Un malagueño enamorado de Santander
Los orígenes de la empresa J. Enríquez se remontan al año 1965, aunque el escritor santanderino César Pombo, publicó en su libro 'A las siete en Correos' una fotografía antigua, datada dos años antes, en la que se aprecia ya el quiosco. «Ese puesto no solo se mantiene sino que ha crecido gracias al ímpetu, el empeño y la energía desbordante de María José, que además se ha hecho cargo también de un buque insignia dentro del Mercado, La Asturiana, relanzándolo y manteniendo a las trabajadoras, tanto o más valiosas que el negocio», cuenta a El Diario Montañés el propio Pombo.
Año arriba, año abajo, lo que está claro, según relata María José, es que sus padres, él malagueño y ella gallega, vinieron a Santander a visitar a unos familiares y se enamoraron de esta tierra.
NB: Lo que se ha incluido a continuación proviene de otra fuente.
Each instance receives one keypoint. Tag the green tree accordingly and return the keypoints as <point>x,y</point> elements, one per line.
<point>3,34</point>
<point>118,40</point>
El flechazo fue tan directo al corazón que «mi padre, que era lo que hoy se conoce como un emprendedor, liquidó el negocio de pieles que tenía con veinte empleados en Málaga y montó la empresa de encurtidos en Cantabria. Fue de los primeros en hacer publicidad a través de las emisoras de radios de la ciudad de los turrones que vendía en Navidad, ¡porque también vendía turrón!». El primer puesto se instaló en el Mercado del Este. De ahí se abrieron dos almacenes, uno en Reinosa y otro en la calle Vía Cornelia, en Santander. Después, se instaló el quiosco en los exteriores del Mercado de la Esperanza. «Era de formica», recuerda María José.
Cuando se trata de hacer balance, por un lado pesa ligeramente lo malo, lo que se citaba al comienzo de este reportaje. «El frío, el calor, las horas que pasamos de pie, las cargas y descargas en el almacén...». Pero lo que realmente suma, sobre todo en lo sentimental, «es el trato con el público»: «Es emocionante que vengan clientes y te digan que ya compraban en el puesto cuando estaba nuestro abuelo», dicen Marta y Laura Elío, a quienes no les cuesta reconocer que son las niñas mimadas de los clientes «por ser la generación más joven».